I wanted to see if nodes get in each others way when doing 8-core-running-11-nodes, so I fired up some 16-core aws virtual machines which should leave some cores free (although now with multithreading in node that’s probably not true?!)
In summary, yes nodes do tend to get in the way of each other. Running 1 node per vCPU seems about the best ratio.
To clarify some terminology, a vCPU is not necessarily one cpu core. eg on my laptop I have 4 physical cores but with hyperthreading I get 2 vCPUs per physical core, so that’s a total of 8 vCPUs. This shows as 8 individual cpu graphs in task manager.
The basic test is:
Run baby fleming with node v0.49.8 and 11 nodes
Upload 10 MiB file using sn_cli v0.29.2
A1 ARM Procesors
Firstly, the A1 series of processors.

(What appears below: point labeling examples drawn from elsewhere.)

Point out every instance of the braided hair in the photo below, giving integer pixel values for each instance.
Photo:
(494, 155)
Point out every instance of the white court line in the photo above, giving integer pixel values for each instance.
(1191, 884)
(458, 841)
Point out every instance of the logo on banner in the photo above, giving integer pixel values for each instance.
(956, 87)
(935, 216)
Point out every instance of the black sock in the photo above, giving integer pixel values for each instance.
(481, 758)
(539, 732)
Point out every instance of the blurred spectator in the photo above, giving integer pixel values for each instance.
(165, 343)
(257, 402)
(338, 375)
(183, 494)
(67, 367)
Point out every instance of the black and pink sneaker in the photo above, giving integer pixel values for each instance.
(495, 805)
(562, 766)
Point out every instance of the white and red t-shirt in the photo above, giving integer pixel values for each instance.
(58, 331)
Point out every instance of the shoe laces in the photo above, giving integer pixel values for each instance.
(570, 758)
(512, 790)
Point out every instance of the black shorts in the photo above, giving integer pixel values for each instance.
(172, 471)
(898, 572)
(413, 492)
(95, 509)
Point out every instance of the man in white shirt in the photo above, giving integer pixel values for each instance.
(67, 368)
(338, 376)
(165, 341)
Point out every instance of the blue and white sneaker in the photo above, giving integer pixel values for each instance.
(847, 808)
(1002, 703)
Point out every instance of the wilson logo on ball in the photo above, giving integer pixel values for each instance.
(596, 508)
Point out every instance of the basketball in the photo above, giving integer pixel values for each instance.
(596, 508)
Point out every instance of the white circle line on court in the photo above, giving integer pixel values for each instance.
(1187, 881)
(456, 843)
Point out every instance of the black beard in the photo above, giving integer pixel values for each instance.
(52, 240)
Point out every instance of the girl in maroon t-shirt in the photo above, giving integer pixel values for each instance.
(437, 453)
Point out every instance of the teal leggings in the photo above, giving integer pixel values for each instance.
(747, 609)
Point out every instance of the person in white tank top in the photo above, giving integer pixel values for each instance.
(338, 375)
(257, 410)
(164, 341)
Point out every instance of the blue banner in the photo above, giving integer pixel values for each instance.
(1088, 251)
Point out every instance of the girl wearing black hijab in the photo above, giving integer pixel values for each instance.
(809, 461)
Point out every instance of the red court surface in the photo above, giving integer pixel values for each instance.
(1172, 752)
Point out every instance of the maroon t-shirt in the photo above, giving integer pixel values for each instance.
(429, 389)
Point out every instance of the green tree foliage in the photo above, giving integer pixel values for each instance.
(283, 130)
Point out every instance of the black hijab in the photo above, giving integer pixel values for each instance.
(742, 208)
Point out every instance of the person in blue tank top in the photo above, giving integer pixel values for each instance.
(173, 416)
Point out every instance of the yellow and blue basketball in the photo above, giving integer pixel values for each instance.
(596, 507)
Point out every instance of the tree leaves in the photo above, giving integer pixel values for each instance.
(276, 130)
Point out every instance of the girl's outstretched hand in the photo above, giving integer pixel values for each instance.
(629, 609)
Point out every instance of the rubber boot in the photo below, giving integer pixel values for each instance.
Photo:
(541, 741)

From aws instance types: A1 instances are the first EC2 instances powered by AWS Graviton Processors that feature 64-bit Arm Neoverse cores and custom silicon designed by AWS.
Since maidsafe does not put out releases for arm architecture, I built the code on the first vm I started then copied those binaries to each of the other vms for the rest of the tests.

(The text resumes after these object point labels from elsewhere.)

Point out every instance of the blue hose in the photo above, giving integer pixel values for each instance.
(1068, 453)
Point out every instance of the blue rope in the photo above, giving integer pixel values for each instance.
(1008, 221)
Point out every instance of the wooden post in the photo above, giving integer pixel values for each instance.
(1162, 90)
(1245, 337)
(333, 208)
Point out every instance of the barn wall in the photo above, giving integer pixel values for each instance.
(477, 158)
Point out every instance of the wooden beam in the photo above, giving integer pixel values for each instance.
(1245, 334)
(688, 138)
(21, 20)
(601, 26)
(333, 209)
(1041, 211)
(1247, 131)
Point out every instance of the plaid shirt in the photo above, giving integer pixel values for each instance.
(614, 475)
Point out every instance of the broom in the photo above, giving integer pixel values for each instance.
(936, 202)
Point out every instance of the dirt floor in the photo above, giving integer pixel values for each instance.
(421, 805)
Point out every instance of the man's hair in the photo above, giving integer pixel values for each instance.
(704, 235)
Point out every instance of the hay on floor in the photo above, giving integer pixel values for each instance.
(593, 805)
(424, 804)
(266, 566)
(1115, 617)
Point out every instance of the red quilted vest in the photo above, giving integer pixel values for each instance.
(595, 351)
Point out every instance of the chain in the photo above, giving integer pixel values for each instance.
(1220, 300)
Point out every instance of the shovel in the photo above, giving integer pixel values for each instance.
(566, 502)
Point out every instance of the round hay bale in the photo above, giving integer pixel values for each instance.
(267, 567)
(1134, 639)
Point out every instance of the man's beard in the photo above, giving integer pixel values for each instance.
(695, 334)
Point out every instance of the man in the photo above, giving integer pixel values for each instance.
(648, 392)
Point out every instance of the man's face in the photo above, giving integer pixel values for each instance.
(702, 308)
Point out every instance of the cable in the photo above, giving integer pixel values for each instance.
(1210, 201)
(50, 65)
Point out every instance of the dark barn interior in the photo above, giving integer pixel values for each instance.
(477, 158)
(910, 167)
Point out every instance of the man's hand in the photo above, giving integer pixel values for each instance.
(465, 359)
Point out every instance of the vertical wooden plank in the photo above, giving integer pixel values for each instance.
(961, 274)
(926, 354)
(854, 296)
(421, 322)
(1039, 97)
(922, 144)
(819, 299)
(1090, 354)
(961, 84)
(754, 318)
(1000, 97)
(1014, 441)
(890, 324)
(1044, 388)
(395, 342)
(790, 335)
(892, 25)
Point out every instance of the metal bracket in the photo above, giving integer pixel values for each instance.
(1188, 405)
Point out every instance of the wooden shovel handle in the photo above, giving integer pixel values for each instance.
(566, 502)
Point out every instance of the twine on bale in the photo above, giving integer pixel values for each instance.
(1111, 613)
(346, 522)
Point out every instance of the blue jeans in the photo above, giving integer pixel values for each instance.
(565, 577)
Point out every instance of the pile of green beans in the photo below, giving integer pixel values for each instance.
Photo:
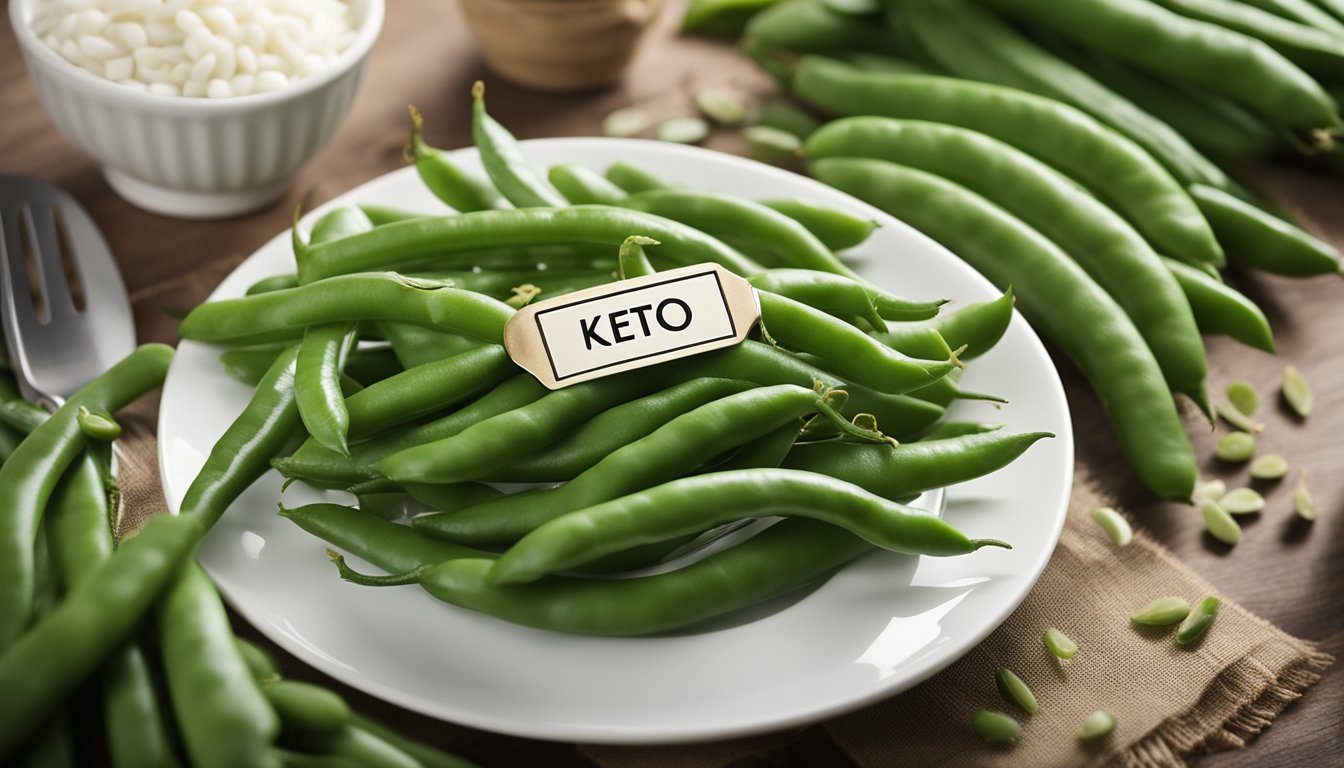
(721, 437)
(85, 605)
(1078, 132)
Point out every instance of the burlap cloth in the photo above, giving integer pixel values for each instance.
(1169, 701)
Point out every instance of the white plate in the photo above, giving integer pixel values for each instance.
(878, 627)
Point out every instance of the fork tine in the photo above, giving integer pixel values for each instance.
(55, 287)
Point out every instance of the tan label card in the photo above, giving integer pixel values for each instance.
(632, 324)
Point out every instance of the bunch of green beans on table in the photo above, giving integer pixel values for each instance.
(764, 429)
(190, 698)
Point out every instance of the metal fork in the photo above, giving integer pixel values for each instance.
(65, 311)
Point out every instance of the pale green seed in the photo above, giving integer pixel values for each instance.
(1303, 498)
(1015, 692)
(1161, 612)
(995, 726)
(1269, 467)
(770, 144)
(1235, 447)
(625, 123)
(1297, 392)
(721, 105)
(1196, 624)
(1062, 646)
(1222, 525)
(1098, 724)
(1235, 417)
(1210, 490)
(1242, 502)
(1116, 526)
(1243, 397)
(684, 131)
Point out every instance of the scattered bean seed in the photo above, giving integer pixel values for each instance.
(1161, 612)
(1210, 490)
(1297, 392)
(684, 131)
(1116, 526)
(1235, 447)
(721, 105)
(1196, 624)
(625, 123)
(1098, 724)
(995, 726)
(1269, 467)
(1242, 502)
(1243, 397)
(770, 144)
(1231, 414)
(1303, 498)
(1222, 525)
(1015, 692)
(1059, 644)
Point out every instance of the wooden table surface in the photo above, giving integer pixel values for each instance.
(1285, 570)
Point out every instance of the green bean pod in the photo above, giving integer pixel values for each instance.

Type | Time (s) | vCPUs | RAM (GB) |
---|---|---|---|
a1.medium | >600 | 1 | 2 |
a1.large | >600 | 2 | 4 |
a1.xlarge | 82.705 | 4 | 8 |
a1.2xlarge | 42.559 | 8 | 16 |
a1.4xlarge | 31.138 | 16 | 32 |
a1.metal | 29.645 | 16 | 32 |
A tangential observation, I could not build with musl on arm. The ring
crate was throwing an error, didn’t dig into it though, maybe one to look into later.
Command to try to build for aarch64 musl was
cargo build --release --target aarch64-unknown-linux-musl
M6G ARM Processors
From AWS: “deliver up to 40% better price/performance over current generation M5 instances and offer a balance of compute, memory, and networking resources for a broad set of workloads.”

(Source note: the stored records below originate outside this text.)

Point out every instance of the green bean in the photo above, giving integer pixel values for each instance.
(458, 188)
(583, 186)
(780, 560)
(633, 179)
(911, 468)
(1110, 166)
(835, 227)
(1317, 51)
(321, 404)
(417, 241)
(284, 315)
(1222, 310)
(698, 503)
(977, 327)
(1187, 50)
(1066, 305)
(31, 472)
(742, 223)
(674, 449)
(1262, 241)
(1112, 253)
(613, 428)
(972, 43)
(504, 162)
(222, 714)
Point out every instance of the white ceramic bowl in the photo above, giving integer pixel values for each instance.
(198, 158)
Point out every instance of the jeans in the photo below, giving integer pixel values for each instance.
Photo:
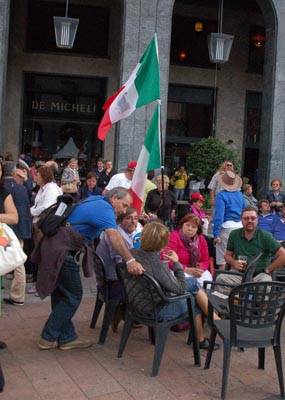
(174, 310)
(65, 300)
(178, 193)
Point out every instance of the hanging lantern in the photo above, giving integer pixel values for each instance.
(220, 45)
(182, 55)
(198, 26)
(258, 39)
(65, 29)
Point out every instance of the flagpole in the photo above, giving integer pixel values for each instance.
(162, 161)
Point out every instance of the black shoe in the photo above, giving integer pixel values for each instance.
(3, 345)
(13, 302)
(204, 345)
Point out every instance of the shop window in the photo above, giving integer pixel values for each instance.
(189, 113)
(189, 118)
(61, 116)
(189, 41)
(256, 49)
(253, 118)
(91, 38)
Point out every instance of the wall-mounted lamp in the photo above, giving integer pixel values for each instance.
(65, 29)
(198, 26)
(258, 40)
(182, 55)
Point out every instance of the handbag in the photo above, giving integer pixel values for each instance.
(11, 252)
(70, 187)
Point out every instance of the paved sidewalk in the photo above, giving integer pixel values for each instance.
(97, 374)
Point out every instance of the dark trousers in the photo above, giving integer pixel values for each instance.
(65, 300)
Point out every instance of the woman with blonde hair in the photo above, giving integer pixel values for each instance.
(156, 206)
(154, 238)
(70, 180)
(214, 185)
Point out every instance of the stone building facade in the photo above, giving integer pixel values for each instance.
(131, 25)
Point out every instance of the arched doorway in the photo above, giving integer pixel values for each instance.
(244, 84)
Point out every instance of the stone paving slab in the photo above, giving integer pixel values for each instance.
(97, 373)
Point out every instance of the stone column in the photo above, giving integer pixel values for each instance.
(272, 141)
(141, 19)
(4, 38)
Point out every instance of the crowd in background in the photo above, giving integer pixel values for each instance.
(32, 187)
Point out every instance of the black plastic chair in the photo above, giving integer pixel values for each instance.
(219, 301)
(149, 295)
(279, 274)
(103, 297)
(255, 318)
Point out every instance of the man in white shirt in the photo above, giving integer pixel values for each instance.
(123, 179)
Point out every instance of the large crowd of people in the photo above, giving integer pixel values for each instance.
(169, 239)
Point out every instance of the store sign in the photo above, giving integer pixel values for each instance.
(62, 107)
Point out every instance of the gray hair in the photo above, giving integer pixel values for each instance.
(118, 193)
(9, 168)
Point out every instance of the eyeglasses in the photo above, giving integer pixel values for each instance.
(132, 218)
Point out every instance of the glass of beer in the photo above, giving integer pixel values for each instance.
(243, 261)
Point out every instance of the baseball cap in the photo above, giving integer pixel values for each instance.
(20, 173)
(197, 196)
(132, 165)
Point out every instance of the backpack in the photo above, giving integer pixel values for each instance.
(55, 216)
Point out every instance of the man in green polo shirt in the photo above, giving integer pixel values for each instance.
(247, 243)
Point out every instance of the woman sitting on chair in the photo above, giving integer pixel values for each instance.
(191, 248)
(154, 238)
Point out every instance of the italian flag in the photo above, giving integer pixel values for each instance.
(149, 159)
(143, 87)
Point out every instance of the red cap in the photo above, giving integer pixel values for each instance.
(132, 165)
(197, 196)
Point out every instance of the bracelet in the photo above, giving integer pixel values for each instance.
(267, 271)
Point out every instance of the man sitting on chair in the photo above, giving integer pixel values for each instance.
(247, 242)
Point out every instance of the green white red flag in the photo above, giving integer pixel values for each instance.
(149, 159)
(143, 87)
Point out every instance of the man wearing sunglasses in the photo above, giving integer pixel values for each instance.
(246, 243)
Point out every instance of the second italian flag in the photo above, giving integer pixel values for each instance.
(143, 87)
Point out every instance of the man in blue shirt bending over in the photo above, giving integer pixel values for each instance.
(229, 204)
(89, 218)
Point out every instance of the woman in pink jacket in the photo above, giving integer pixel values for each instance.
(191, 247)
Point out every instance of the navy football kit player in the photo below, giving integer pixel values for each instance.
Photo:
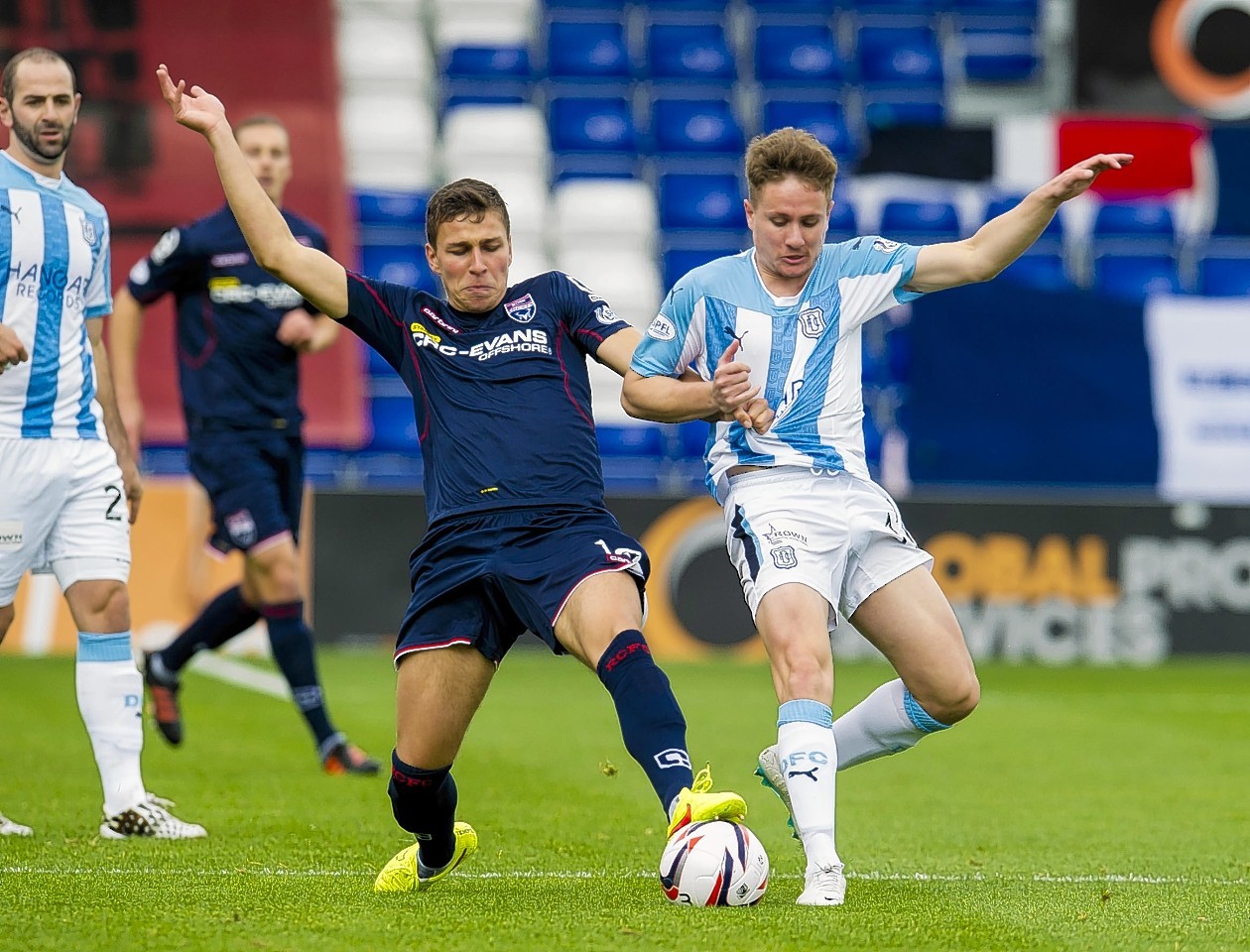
(240, 335)
(519, 536)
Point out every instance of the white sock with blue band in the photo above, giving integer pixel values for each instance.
(808, 754)
(110, 696)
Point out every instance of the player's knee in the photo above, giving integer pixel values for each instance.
(955, 700)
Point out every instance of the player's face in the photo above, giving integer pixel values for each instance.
(472, 259)
(268, 150)
(43, 113)
(788, 221)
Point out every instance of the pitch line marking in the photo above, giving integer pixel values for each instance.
(871, 875)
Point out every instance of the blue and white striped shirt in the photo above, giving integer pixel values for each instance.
(54, 253)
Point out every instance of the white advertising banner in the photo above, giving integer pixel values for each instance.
(1200, 378)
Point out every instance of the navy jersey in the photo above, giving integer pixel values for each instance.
(501, 399)
(232, 370)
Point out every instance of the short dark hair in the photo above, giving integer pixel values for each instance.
(260, 119)
(40, 54)
(789, 152)
(462, 198)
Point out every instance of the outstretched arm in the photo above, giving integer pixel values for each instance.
(1001, 240)
(313, 274)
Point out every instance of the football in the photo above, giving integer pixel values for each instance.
(714, 864)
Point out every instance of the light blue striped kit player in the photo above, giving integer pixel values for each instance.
(70, 487)
(774, 335)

Type | Time (s) | vCPUs | RAM (GB) |
---|---|---|---|
m6g.medium | >600 | 1 | 4 |
m6g.large | >600 | 2 | 8 |
m6g.xlarge | 63.871 | 4 | 16 |
m6g.2xlarge | 35.680 | 8 | 32 |
m6g.4xlarge | 25.345 | 16 | 64 |
m6g.8xlarge | 25.091 | 32 | 128 |
m6g.12xlarge | 25.315 | 48 | 192 |
m6g.16xlarge | 25.512 | 64 | 256 |
m6g.metal | ? | 64 | 256 |
I couldn’t ssh into m6g.metal for some reason so there’s no result.
Once we get to 16+ cores the time stays pretty stable, shows that 11 nodes on 8 or less vCPUs is hitting some cpu bottlenecks.
M5 X86 Processors
“the latest generation of General Purpose Instances powered by Intel Xeon® Platinum 8175M processors. This family provides a balance of compute, memory, and network resources, and is a good choice for many applications.”
Type | Time (s) | vCPUs | RAM (GB) |
---|---|---|---|
m5.large | 113.684 | 2 | 8 |
m5.xlarge | 57.282 | 4 | 16 |
m5.2xlarge | 30.285 | 8 | 32 |
m5.4xlarge | 17.201 | 16 | 64 |
m5.8xlarge | 14.951 | 32 | 128 |
m5.12xlarge | 13.844 | 48 | 192 |
m5.16xlarge | 13.952 | 64 | 256 |
m5.24xlarge | 13.719 | 96 | 384 |
m5.metal | 14.125 | 96 | 384 |
And yes, all 96 cores are used, shown here:
Improved bls lib
Following on from this post which says “3. Integrate a faster threshold_crypto” I thought let’s see what that’s like on the fastest platform the m5.24xlarge
m5.24xlarge gives 8.633s for the new lib vs 13.719s for the old one, quite a lot faster.
I also happened to test m5.metal which gave 12.422s for the new lib vs 14.125s for the old one.